Una disciplina si applica alle indennità spettanti in caso di licenziamento disciplinare: se il lavoratore ha diritto alla reintegra, deve essere pagata anche un’indennità risarcitoria commisurata all’ultima retribuzione globale di fatto in misura non superiore a dodici mensilità. Se invece al licenziamento disciplinare non si applica la reintegra, l’importo dell’indennità varia dalle 12 alle 24 mensilità, che sono quantificate dal giudice sulla base di criteri predefiniti. Dalla somma potrà essere dedotto quanto percepito dal lavoratore nel periodo di estromissione per lo svolgimento di altre attività lavorative, nonché gli importi che il lavoratore avrebbe potuto percepire dedicandosi con diligenza alla ricerca di una nuova occupazione. Su queste somme si pagano i contributi, ma non le sanzioni per omessa o ritardata contribuzione, e dagli stessi va comunque detratto il valore già accreditato per altre attività lavorative.

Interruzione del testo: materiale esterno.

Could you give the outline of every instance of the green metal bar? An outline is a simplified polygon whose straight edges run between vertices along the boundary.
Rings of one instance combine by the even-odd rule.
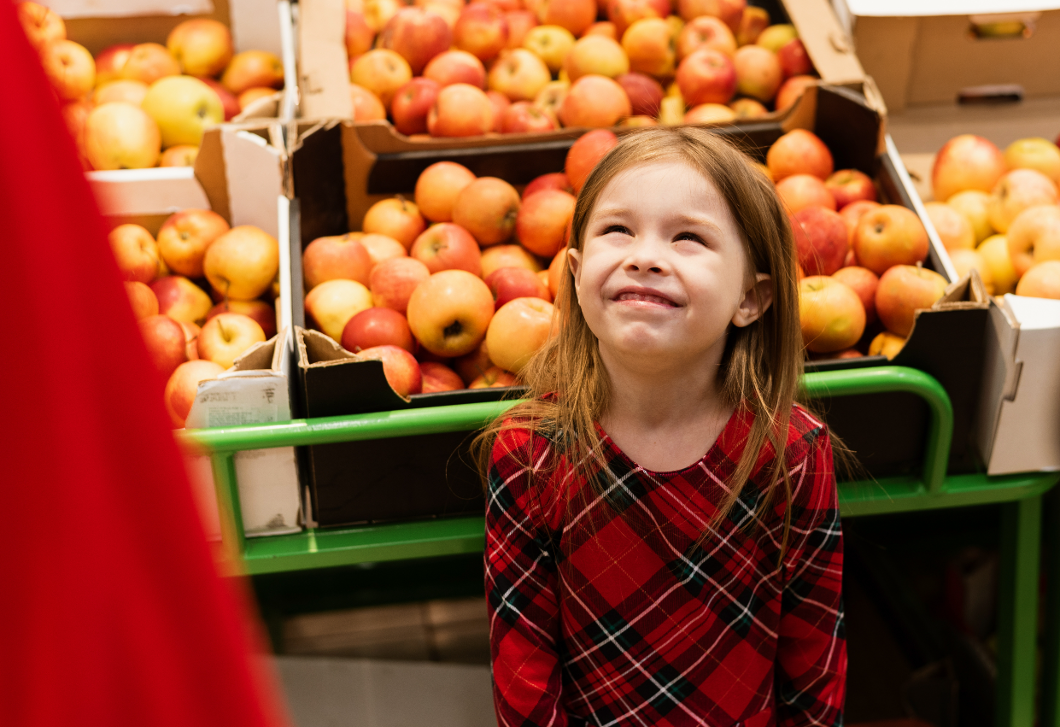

Le somme sono uguali per i licenziamento economico, con l’unica precisazione che, quali criteri aggiuntivi per la determinazione della misura dell’indennità, il giudice deve tenere conto delle iniziative assunte dal lavoratore per la ricerca di una nuova occupazione e del comportamento delle parti nell’ambito della procedura di conciliazione preventiva. Questo criterio – noto come aliunde percipiedum – è di matrice giurisprudenziale ed è molto importante, in quanto serve a responsabilizzare il lavoratore licenziato, che non può fare affidamento sempre e comunque sull’ipotetico risarcimento danni derivante dalla causa. Egli dovrà anche attivarsi per cercare lavoro, pagandone le conseguenze in caso di inerzia.